Tuesday, September 17, 2019

Stepping Forward in Faith

This week has been a little overwhelming. You all know my struggles, at least those that I've made public...that is. I have learned that I really need to step forward in faith. It is scary. I don't have the support system I had before. I do have friends and family that have really stepped up. Yet I still struggle. I know I should trust God and I do. Sometimes life gets overwhelming as I try to process everything.

I am learning to focus on what matters to me. I am learning to lean on God, knowing that he loves me. I am learning to let go and dream. It has been difficult to remain positive and step forward in faith. It's not impossible. I have been thinking about my dream job lately, trying to visualize what it would entail. I think I'd like to be archivist, but it seems like an impossible goal. I like what the archivist does in researching and documenting history.
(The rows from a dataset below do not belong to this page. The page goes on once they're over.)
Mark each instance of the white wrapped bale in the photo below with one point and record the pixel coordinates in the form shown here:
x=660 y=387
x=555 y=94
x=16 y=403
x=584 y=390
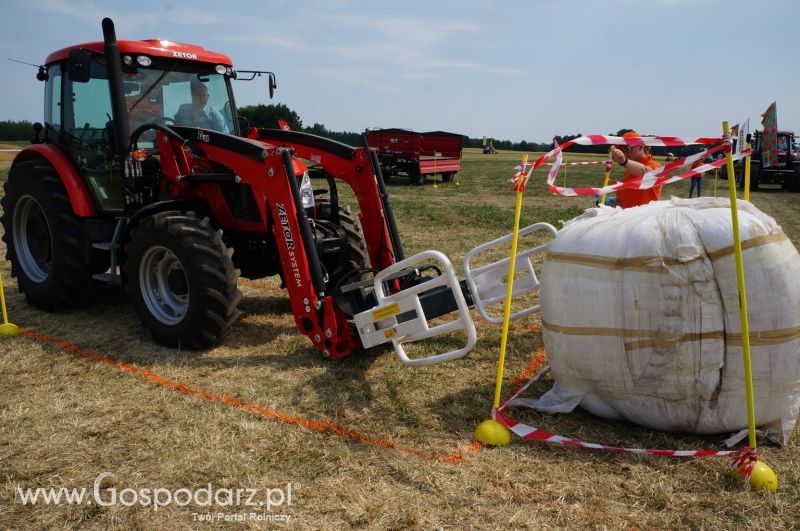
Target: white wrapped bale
x=640 y=316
History is so important. Our history is what defines us. It gives us our identity. As I step forward in faith and wait on the Lord's leading, I am reminded that he has the perfect plan and purpose for me. I don't feel selfish to wish for his plan to move forward. There is so much that I have learned and that I am still learning.

People talk about history disappearing. I've also heard that history is often rewritten to reflect distorted images of truth. I believe that truth always pushes through. It is never hidden. When I feel stuck and overwhelmed by the tasks that need to be done, I pray for calmness and release. I know that I'm not alone. I do thank God that he holds me in his hands so that I can step forward in faith knowing that he will hold me up.